Avec bonté, mon mari nous installa avec les enfants dans une nouvelle maison. Je me résignai à prendre soin d’eux jusqu’à ce qu’ils parviennent à le faire par eux-mêmes. Alors, je verrai quoi faire de ma vie. Je sombrai toujours dans un amer défaitisme.
Un jour, mon mari eut une conversation avec un Témoin de Jéhovah. À l’invitation de mon mari, le Témoin revint et je m’entretins avec lui. J’avais toujours eu du respect pour la Bible et fus stupéfaite de la connaissance que cet homme possédait de ce livre.

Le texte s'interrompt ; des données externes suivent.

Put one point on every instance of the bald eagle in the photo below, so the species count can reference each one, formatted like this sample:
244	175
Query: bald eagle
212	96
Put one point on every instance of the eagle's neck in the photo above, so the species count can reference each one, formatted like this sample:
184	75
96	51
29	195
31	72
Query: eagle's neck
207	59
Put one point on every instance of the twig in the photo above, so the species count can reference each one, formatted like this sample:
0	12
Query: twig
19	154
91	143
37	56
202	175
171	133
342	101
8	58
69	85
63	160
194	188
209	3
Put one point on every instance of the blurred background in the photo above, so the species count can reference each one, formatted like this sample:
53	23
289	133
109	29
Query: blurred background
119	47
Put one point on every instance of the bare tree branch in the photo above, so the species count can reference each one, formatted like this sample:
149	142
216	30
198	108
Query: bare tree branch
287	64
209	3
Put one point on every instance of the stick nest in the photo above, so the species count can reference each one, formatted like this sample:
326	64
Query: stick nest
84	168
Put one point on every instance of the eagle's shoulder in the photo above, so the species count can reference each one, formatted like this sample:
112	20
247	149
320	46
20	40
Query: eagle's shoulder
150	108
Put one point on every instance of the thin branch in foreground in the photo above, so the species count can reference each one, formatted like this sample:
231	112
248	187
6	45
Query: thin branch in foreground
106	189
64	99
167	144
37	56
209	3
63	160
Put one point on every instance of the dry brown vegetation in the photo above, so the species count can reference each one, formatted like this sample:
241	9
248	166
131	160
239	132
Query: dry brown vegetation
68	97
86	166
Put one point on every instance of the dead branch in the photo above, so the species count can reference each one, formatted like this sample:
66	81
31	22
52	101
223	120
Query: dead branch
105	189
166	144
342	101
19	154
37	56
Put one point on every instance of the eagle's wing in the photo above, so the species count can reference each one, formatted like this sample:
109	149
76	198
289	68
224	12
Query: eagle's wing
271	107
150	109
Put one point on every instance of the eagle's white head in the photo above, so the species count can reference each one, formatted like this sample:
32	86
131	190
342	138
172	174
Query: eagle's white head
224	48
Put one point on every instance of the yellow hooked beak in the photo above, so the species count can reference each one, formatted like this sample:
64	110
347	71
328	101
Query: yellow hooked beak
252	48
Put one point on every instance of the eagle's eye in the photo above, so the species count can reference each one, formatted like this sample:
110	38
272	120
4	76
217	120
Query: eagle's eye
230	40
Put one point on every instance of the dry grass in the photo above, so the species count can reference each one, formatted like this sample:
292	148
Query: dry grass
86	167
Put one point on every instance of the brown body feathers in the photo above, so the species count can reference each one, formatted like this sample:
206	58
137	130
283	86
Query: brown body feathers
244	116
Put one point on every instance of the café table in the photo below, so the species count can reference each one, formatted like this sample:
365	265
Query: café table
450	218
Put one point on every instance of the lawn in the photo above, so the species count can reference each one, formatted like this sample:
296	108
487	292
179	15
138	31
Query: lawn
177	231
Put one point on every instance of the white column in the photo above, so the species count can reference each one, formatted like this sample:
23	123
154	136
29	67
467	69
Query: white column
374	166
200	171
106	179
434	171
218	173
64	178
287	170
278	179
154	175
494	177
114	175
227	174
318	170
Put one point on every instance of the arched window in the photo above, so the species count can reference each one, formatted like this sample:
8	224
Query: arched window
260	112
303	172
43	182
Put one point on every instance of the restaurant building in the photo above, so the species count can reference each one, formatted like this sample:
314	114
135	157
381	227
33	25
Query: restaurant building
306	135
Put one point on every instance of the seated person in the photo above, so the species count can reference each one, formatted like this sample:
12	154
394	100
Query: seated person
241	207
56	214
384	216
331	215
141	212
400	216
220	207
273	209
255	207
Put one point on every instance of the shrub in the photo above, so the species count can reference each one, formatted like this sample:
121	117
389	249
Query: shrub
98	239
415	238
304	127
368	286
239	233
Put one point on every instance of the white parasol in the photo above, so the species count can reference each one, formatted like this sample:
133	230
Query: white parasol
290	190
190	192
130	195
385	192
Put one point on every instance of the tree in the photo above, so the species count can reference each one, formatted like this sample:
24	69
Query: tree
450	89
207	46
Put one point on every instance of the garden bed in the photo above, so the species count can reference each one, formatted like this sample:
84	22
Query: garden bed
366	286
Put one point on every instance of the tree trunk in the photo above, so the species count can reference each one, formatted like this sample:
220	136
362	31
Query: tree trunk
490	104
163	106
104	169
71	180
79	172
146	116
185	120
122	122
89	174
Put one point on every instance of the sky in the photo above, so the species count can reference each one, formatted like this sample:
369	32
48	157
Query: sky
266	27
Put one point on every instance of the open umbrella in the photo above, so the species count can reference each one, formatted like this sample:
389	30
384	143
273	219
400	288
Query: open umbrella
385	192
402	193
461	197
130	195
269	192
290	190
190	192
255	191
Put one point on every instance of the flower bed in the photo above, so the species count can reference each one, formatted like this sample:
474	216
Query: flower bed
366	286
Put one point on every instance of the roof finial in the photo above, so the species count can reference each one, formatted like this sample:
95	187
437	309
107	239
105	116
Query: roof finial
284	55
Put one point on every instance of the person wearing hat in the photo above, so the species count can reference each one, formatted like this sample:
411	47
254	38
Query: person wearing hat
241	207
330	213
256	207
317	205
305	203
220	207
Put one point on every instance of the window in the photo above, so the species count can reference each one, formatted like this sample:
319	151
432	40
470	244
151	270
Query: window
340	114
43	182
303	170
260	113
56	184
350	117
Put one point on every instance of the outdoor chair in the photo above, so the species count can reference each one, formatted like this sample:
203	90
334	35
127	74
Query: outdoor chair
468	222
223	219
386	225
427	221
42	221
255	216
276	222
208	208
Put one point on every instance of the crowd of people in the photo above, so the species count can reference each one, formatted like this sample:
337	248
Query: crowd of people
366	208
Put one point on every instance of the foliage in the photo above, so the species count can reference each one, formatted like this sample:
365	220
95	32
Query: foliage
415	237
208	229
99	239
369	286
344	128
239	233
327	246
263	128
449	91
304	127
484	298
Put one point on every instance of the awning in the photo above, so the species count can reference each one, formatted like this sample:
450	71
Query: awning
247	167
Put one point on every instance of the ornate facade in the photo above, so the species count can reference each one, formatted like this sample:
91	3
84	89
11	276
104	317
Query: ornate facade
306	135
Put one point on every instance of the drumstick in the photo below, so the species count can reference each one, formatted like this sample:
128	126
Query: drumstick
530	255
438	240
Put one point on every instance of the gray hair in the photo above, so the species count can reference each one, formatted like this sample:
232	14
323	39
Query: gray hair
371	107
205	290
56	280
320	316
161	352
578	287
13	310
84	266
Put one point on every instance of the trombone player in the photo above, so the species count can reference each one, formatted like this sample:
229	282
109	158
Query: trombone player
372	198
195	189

Il répondait à chacune de mes questions et me fournissait une magnifique explication biblique!
Comme vous pouvez l’imaginer, j’étais très abattue à ce moment-là. Comme par instinct, je savais qu’il existait un Être suprême, mais j’ignorais comment communiquer avec lui. Toutefois, le Témoin pouvait prier et il m’apprit à le faire. Je me souviens encore lui avoir demandé: “Pourquoi prier au nom de Jésus? Pourquoi prier Dieu et non Jésus Christ ou Marie?” La Bible me fournit des réponses convaincantes. C’était comme si quelqu’un avait ouvert une porte devant moi. Combien j’étais reconnaissante de pouvoir la franchir! — Mat. 6:9; Jean 16:23, 24.
En quelques semaines, je commençai à prier d’une façon qui m’était inconnue auparavant. Je me rendis compte que je n’avais pas à essayer de m’accrocher toute seule à la vie. Je n’avais pas non plus à tenter de faire tout par moi-même (Phil. 4:6, 7). Je fumais à l’époque entre 60 et 70 cigarettes par jour, mais en l’espace de trois ou quatre semaines, j’abandonnais cette habitude. Je n’ai plus jamais eu besoin du ‘soutien’ de la cigarette.
J’eus rapidement la joie de faire partager à mes voisins le réconfort que la ‘bonne nouvelle’ m’avait procuré. Je puisais une force supplémentaire dans la fréquentation des réunions locales à la Salle du Royaume des Témoins de Jéhovah. En mai 1975, soit environ six mois plus tard, je vouai ma vie à Jéhovah.
Voilà plus de dix ans que l’idée du suicide commença à me hanter. Il m’arrive d’être encore abattue lorsque je ne sais plus où donner de la tête, mais je suppose que cela doit arriver à tout le monde. Maintenant je dispose d’une “puissance qui excède la puissance normale”. (II Cor. 4:7, 8.) J’ai l’aide de Jéhovah. Même s’il m’arrive d’avoir des idées noires, c’est comme si Jéhovah venait frapper à ma porte pour me dire: “Non, tu n’es pas seule.”
Ma seule protection, la prière, s’offre toujours à moi. J’en suis très profondément reconnaissante. J’ai la vie, une famille aimante et un but dans mon existence. Que peut-on demander de plus? — D’une de nos lectrices de Grande-Bretagne.